Sarko et la Princesse de C. : les propos

Ce petit mot pour répondre à un commentaire aujourd'hui de filàplomb. Voici les citations concernant la question "Sarko et les lettres". On notera la conception assez large que Sarkozy se fait des lettres anciennes, qui, sans doute, incluent la littérature jusqu'en 1970 au moins. La Princesse de Clèves (1678) relève des lettres classiques? Après tout, quand le passé n'est qu'un immense trou noir d'ignorance, Cicéron n'est pas loin. Quand donc le président dit vouloir rendre payantes les études de littérature ancienne, on doit comprendre qu'il faudra payer pour étudier Céline ou Aragon...
"Vous avez le droit de faire de la littérature ancienne, mais le contribuable n'a pas forcément à payer vos études de littérature ancienne. Les universités auront davantage d'argent pour créer des filières dans l'informatique, dans les sciences économiques".
Nicolas Sarkozy, 20 minutes, 19 avril 2007.
"Le contribuable n'a pas forcément à payer vos études de littérature ancienne si au bout il y a 1 000 étudiants pour deux postes. [...] Les universités auront davantage d'argent pour créer des filières dans l'informatique, dans les mathématiques, dans les sciences économiques. Le plaisir de la connaissance est formidable, mais l'Etat doit se préoccuper d'abord de la réussite professionnelle des jeunes."
Nicolas Sarkozy, 20 minutes, 16 avril 2007.

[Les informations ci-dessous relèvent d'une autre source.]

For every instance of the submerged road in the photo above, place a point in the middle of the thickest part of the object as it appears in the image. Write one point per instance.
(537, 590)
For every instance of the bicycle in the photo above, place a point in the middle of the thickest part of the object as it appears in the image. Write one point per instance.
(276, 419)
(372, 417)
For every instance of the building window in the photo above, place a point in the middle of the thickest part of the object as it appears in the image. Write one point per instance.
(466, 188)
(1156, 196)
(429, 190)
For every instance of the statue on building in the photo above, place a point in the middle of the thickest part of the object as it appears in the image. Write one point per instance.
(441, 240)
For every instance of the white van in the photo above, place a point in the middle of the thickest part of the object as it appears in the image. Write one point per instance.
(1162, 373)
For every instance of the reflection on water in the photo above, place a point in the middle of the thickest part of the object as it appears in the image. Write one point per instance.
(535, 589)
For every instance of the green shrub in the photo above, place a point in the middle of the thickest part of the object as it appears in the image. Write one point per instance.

"Dans la fonction publique, il faut en finir avec la pression des concours et des examens. L'autre jour, je m'amusais, on s'amuse comme on peut, à regarder le programme du concours d'attaché d'administration. Un sadique ou un imbécile, choisissez, avait mis dans le programme d'interroger les concurrents sur La Princesse de Clèves. Je ne sais pas si cela vous est souvent arrivé de demander à la guichetière ce qu'elle pensait de La Princesse de Clèves... Imaginez un peu le spectacle ! En tout cas, je l’ai lu il y a tellement longtemps qu’il y a de fortes chances que j’aie raté l’examen !"

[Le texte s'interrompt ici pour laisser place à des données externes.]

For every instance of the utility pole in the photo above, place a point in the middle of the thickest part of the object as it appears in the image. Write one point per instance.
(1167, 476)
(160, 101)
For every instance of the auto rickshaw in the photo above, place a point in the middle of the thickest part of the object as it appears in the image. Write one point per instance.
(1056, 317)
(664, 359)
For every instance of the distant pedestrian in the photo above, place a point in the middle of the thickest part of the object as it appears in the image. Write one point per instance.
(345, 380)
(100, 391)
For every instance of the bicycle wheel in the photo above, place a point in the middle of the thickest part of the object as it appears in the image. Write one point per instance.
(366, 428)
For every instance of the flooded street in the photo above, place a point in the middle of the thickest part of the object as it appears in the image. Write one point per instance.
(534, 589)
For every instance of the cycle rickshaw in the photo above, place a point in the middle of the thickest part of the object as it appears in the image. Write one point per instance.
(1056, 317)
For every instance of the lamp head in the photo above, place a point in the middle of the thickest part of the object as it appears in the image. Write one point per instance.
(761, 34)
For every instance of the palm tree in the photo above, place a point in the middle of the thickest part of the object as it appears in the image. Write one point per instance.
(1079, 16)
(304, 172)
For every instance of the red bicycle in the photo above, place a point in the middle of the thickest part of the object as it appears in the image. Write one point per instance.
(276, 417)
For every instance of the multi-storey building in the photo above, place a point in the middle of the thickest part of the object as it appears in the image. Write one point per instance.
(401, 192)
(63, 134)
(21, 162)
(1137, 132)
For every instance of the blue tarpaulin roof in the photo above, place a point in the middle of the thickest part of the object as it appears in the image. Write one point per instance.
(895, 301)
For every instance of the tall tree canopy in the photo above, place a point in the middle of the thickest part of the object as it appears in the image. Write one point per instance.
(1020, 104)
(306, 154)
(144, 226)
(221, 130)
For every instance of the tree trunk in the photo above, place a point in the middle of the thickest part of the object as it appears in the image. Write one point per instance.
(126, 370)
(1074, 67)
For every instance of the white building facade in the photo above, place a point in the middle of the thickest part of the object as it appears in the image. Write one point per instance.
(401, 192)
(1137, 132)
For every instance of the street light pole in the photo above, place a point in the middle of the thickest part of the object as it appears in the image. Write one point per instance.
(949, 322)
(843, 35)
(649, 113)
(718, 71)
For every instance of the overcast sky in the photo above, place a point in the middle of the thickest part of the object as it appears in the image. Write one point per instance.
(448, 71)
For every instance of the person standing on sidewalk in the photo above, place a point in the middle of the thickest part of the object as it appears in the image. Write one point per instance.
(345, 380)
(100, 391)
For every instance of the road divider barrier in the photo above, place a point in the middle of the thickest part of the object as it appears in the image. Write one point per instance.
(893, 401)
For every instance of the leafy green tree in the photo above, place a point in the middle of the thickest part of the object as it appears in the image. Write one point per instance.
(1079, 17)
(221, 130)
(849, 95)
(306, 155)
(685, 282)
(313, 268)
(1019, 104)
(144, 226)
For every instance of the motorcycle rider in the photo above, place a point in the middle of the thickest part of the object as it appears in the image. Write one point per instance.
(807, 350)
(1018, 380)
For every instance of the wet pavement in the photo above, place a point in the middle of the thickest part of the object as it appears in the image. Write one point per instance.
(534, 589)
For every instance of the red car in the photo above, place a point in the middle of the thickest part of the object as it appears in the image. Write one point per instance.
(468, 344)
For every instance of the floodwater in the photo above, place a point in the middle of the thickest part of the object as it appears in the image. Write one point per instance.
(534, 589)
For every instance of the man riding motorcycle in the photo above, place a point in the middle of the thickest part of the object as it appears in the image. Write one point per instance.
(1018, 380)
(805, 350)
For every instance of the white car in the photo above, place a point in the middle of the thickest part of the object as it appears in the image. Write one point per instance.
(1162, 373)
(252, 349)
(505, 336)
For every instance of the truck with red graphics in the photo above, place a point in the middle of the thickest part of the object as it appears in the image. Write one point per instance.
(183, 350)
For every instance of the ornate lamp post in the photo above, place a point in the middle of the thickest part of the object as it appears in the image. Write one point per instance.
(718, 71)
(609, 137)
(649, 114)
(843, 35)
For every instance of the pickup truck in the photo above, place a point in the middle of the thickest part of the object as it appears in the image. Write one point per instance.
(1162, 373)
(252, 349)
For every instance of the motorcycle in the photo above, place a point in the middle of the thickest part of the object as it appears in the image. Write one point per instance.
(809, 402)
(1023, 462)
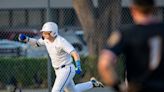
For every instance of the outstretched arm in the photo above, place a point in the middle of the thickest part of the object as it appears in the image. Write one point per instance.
(31, 41)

Nicolas Sarkozy en meeting à Lyon (23 février 2006). Discours publié par l'UMP. Pauvre guichetière et pauvres fonctionnaires! Le monde selon Sarkozy est divisé en deux: d'un côté le peuple (la guichetière confondue avec l'attaché territorial, pourquoi faire compliqué quand tout le monde préfère le simple?) et de l'autre le people. D'autre part, permettez-moi de douter de la véracité de l'anecdote. A ma connaissance, une question sur la Princesse de Clèves à un concours d'attaché ne peut relever que du détail (les lettres ne sont pas au programme) sinon de l'affabulation désinvolte du président.